Você diz que é cidadão antes de jornalista. É também corintiano antes de jornalista?
Corinthians é outra coisa. Eu nasci corintiano, herança de pai. É um traço meu ser corintiano, como é ser brasileiro, paulistano, enfim. Torço mais pelo Corinthians do que pela seleção brasileira, mas isso não é novidade. Acho que você também torce mais pelo Palmeiras.

Até em jogo amistoso…
O que eu posso garantir é que não me atrapalha na profissão, nem um pouco, o fato de eu ter um time. Também não tenho essa coisa, que eu acho meio miserável, que é moderna, que a minha alegria é a sua tristeza. Eu torci pelo Palmeiras contra o Manchester United, eu torci pelo Palmeiras na Libertadores, vou torcer pelo Fluminense hoje. Falam-me “tá maluco? Mais um campeão da Libertadores antes do Corinthians?” Não estou nem aí. Torci para o São Paulo. Até porque não tem como não torcer pelo Marcos, pelo Telê Santana.

Você não acha que o Brasil tem espaço para crescer, com mais educação, mais inteligência, numa retomada do processo cultural interrompido em 1964, e que isso vá refletir também no mercado editorial?

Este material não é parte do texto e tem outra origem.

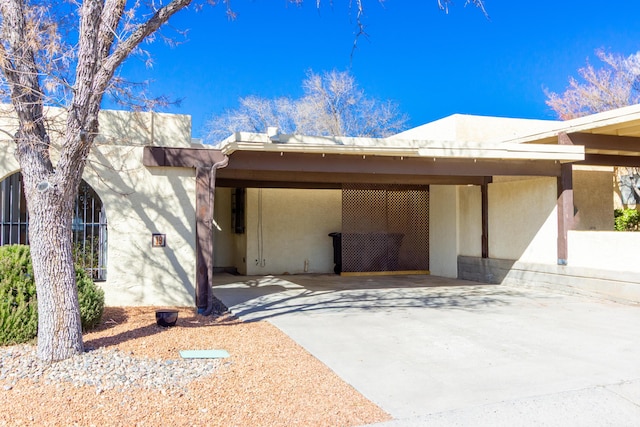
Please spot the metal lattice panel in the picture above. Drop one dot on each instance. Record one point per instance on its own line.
(385, 229)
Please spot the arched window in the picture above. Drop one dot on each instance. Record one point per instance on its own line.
(89, 224)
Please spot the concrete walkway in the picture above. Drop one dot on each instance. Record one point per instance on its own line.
(434, 351)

Em 1995, a Folha vendia aos domingos um milhão de exemplares. Hoje, vende 480 mil. Em algum momento haverá uma retomada, haverá até uma pressão ao jornalismo diário impresso, cujo papel será o de aprofundamento, porque é bobagem competir com internet. O El País, por exemplo, faz isso brilhantemente na Espanha e aqui ninguém está fazendo. Aqui, se o Papa morre ontem, a manchete hoje é: “Morreu o Papa”.